Until 2022, the bottleneck on attention wasn't FLOPs — it was memory bandwidth. The naive implementation materialized the full n×n attention matrix in GPU HBM, which thrashed memory and left compute idle. Tri Dao's Flash Attention paper rewrote the kernel to be IO-aware: tile the computation in SRAM, never materialize the full matrix, recompute on backward pass.

2-4x speedup, identical math

Flash Attention v1 → v2 → v3 cut training and inference time without changing model quality. Every modern training pipeline uses it. If your provider doesn't, they're paying 2-4x more for compute and passing it on.
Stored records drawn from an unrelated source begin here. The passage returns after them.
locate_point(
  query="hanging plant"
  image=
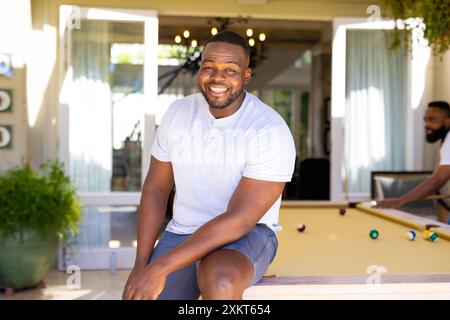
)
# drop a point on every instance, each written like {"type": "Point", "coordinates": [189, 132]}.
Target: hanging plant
{"type": "Point", "coordinates": [432, 23]}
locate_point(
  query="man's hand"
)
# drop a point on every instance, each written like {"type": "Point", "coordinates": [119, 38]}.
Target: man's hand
{"type": "Point", "coordinates": [390, 203]}
{"type": "Point", "coordinates": [145, 283]}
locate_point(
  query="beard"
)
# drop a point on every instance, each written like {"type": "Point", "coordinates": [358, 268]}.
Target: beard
{"type": "Point", "coordinates": [222, 104]}
{"type": "Point", "coordinates": [438, 134]}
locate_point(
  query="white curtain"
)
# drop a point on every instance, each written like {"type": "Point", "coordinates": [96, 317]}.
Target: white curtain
{"type": "Point", "coordinates": [376, 108]}
{"type": "Point", "coordinates": [90, 135]}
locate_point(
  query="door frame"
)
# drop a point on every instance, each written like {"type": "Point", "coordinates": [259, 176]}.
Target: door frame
{"type": "Point", "coordinates": [417, 63]}
{"type": "Point", "coordinates": [124, 257]}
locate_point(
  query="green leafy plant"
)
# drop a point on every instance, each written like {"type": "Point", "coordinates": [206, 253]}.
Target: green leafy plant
{"type": "Point", "coordinates": [42, 200]}
{"type": "Point", "coordinates": [436, 19]}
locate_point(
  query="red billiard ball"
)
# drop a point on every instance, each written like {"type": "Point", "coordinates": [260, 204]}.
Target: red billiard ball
{"type": "Point", "coordinates": [301, 227]}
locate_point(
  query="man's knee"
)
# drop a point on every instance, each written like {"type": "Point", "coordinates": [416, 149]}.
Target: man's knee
{"type": "Point", "coordinates": [220, 280]}
{"type": "Point", "coordinates": [219, 283]}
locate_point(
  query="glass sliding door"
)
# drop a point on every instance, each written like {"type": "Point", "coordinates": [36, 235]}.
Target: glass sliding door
{"type": "Point", "coordinates": [110, 81]}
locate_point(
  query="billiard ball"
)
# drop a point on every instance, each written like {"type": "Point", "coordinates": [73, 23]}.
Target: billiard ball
{"type": "Point", "coordinates": [411, 235]}
{"type": "Point", "coordinates": [430, 235]}
{"type": "Point", "coordinates": [433, 236]}
{"type": "Point", "coordinates": [301, 227]}
{"type": "Point", "coordinates": [373, 234]}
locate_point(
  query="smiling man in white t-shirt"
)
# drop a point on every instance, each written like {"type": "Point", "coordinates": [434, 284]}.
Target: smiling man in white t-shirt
{"type": "Point", "coordinates": [437, 126]}
{"type": "Point", "coordinates": [229, 156]}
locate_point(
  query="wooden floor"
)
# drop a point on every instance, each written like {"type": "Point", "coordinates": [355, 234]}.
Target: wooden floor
{"type": "Point", "coordinates": [101, 285]}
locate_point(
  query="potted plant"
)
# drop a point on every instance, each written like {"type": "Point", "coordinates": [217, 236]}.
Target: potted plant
{"type": "Point", "coordinates": [38, 209]}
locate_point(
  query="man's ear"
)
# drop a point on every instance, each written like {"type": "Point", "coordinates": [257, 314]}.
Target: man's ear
{"type": "Point", "coordinates": [447, 122]}
{"type": "Point", "coordinates": [248, 75]}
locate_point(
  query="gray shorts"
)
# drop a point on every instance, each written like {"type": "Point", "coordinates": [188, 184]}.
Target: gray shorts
{"type": "Point", "coordinates": [259, 246]}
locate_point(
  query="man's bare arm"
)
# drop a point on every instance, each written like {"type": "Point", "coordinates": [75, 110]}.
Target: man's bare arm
{"type": "Point", "coordinates": [157, 186]}
{"type": "Point", "coordinates": [440, 176]}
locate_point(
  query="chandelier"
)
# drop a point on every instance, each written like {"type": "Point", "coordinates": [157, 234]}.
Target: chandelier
{"type": "Point", "coordinates": [190, 47]}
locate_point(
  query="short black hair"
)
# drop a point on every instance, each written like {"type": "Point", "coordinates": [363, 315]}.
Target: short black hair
{"type": "Point", "coordinates": [440, 105]}
{"type": "Point", "coordinates": [232, 38]}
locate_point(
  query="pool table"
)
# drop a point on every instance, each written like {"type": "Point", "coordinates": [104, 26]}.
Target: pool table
{"type": "Point", "coordinates": [337, 249]}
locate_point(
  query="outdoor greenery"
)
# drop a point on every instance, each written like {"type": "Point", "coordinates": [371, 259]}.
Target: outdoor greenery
{"type": "Point", "coordinates": [41, 200]}
{"type": "Point", "coordinates": [436, 22]}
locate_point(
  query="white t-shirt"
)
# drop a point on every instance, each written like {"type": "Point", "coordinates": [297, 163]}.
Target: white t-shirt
{"type": "Point", "coordinates": [445, 151]}
{"type": "Point", "coordinates": [209, 156]}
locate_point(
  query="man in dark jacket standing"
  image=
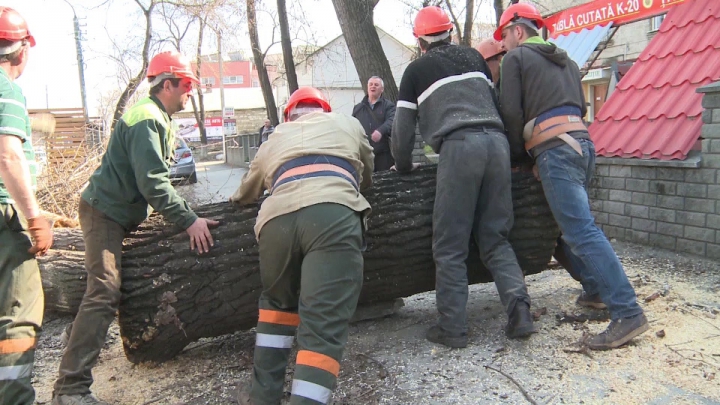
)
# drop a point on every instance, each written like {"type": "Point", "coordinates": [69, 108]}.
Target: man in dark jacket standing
{"type": "Point", "coordinates": [376, 114]}
{"type": "Point", "coordinates": [542, 105]}
{"type": "Point", "coordinates": [265, 132]}
{"type": "Point", "coordinates": [449, 92]}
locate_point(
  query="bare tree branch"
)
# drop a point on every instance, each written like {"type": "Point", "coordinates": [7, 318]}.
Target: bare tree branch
{"type": "Point", "coordinates": [455, 21]}
{"type": "Point", "coordinates": [135, 81]}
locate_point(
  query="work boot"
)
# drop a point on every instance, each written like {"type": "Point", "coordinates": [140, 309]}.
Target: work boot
{"type": "Point", "coordinates": [243, 396]}
{"type": "Point", "coordinates": [590, 301]}
{"type": "Point", "coordinates": [520, 323]}
{"type": "Point", "coordinates": [65, 336]}
{"type": "Point", "coordinates": [436, 334]}
{"type": "Point", "coordinates": [87, 399]}
{"type": "Point", "coordinates": [619, 332]}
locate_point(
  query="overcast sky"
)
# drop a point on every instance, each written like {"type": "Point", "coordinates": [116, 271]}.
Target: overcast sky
{"type": "Point", "coordinates": [51, 77]}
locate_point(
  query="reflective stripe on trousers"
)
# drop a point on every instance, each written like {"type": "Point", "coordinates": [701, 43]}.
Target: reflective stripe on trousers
{"type": "Point", "coordinates": [311, 391]}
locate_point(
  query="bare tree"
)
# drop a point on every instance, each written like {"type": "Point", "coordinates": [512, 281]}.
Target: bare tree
{"type": "Point", "coordinates": [178, 24]}
{"type": "Point", "coordinates": [259, 58]}
{"type": "Point", "coordinates": [133, 84]}
{"type": "Point", "coordinates": [287, 47]}
{"type": "Point", "coordinates": [356, 22]}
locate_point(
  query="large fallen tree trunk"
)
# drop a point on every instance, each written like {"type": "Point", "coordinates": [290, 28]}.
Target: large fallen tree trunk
{"type": "Point", "coordinates": [63, 272]}
{"type": "Point", "coordinates": [172, 296]}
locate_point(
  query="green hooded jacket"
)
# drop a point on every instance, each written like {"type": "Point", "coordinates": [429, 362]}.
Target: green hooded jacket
{"type": "Point", "coordinates": [134, 174]}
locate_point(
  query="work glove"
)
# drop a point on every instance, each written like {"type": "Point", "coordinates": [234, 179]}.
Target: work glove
{"type": "Point", "coordinates": [41, 235]}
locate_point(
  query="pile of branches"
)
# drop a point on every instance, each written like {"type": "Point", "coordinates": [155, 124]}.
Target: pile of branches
{"type": "Point", "coordinates": [60, 184]}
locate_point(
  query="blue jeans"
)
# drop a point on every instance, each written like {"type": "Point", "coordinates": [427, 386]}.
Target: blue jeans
{"type": "Point", "coordinates": [565, 176]}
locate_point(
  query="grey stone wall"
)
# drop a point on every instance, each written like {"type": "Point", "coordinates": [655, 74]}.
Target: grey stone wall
{"type": "Point", "coordinates": [676, 208]}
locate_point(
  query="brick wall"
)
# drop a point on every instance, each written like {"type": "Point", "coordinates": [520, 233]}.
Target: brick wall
{"type": "Point", "coordinates": [674, 205]}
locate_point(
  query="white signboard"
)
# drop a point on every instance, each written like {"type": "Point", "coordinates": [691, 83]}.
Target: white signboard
{"type": "Point", "coordinates": [187, 128]}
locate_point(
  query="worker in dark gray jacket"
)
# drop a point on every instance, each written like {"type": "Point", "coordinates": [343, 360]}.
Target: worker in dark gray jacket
{"type": "Point", "coordinates": [543, 104]}
{"type": "Point", "coordinates": [376, 114]}
{"type": "Point", "coordinates": [449, 92]}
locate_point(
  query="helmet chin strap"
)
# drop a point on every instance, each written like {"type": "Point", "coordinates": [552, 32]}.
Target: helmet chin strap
{"type": "Point", "coordinates": [159, 78]}
{"type": "Point", "coordinates": [435, 38]}
{"type": "Point", "coordinates": [297, 112]}
{"type": "Point", "coordinates": [7, 50]}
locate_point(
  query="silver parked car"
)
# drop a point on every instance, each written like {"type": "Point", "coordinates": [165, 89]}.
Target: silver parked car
{"type": "Point", "coordinates": [183, 163]}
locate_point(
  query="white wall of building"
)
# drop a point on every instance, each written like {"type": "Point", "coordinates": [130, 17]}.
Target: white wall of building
{"type": "Point", "coordinates": [332, 70]}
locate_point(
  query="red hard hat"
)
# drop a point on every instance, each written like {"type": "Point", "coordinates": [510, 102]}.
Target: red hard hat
{"type": "Point", "coordinates": [13, 27]}
{"type": "Point", "coordinates": [431, 20]}
{"type": "Point", "coordinates": [172, 62]}
{"type": "Point", "coordinates": [515, 11]}
{"type": "Point", "coordinates": [306, 94]}
{"type": "Point", "coordinates": [489, 48]}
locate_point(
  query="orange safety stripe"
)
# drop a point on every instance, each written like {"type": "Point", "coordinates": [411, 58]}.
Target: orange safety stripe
{"type": "Point", "coordinates": [279, 318]}
{"type": "Point", "coordinates": [17, 345]}
{"type": "Point", "coordinates": [313, 168]}
{"type": "Point", "coordinates": [318, 360]}
{"type": "Point", "coordinates": [551, 122]}
{"type": "Point", "coordinates": [553, 132]}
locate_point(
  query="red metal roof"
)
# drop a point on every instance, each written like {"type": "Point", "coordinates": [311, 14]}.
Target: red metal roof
{"type": "Point", "coordinates": [654, 111]}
Memory cost dropped from O(n²) to O(n)

The full attention matrix never lives in HBM. This is what unlocked 32K, 128K, and beyond. Without flash attention, GPT-4 Turbo's 128K window would not be economically viable.

Hardware-specific tuning

Flash Attention 3 specifically targets H100's asynchrony (warp-specialization, FP8). Provider performance now depends on which kernels they've adopted — and on whether they're running A100s, H100s, B200s, or TPUs.

Why this matters in vendor reviews

When two providers quote different latency for the same model, the difference is often kernel-level — flash attention version, KV cache layout, batching strategy. Ask the question; serious providers can answer it.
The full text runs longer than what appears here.